While it is true that we all function best on different amounts of carbohydrate, it isn’t right to prescribe a universal minimum carbohydrate intake.
It is clear to see that some people — whether they be doctors, scientists, or the general public — thrive on very low carb diets.
Others may find that a ketogenic diet doesn’t suit them and will prefer a higher carbohydrate intake – perhaps a paleo diet, or even a high-carb diet.
That’s no problem, and we are all different with what we feel is right for us.
However, there is no evidence that we need to eat 130 grams of carbohydrate per day.
4. “Fat-Burning Foods”
You may occasionally hear claims that certain keto-friendly foods are good at burning fat.
However, It is our overall diet that results in lipolysis (the breakdown of stored fat), and there are no specific “fat-burning” foods.
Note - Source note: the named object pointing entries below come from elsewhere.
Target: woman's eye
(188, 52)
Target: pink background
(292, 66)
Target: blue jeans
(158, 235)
Certain foods may slightly increase our rate of metabolism, but eating more of them doesn’t bring a net positive to weight loss.
This is similar to the “superfood” concept – there are no single foods that miraculously rescue our health.
And there are no foods that magically burn fat either.
Is a Ketogenic Diet the Best Option For Weight Loss?
Ketogenic diets are very efficient at what they do, and they may well be the best diet for losing weight.
That said, the “best diet” is subjective, and it very much depends on the individual.
People who feel more comfortable on a low or moderate carbohydrate intake (or other diets) can also be successful.
If someone finds a ketogenic diet satisfying, and they don’t mind strictly restricting the amount of carbohydrate they eat, then they should be able to adhere to it successfully.
With proper adherence, a well-formulated ketogenic diet will work very well for weight loss.
Lastly, some people also find that using an intermittent fasting plan alongside keto can work well for weight loss.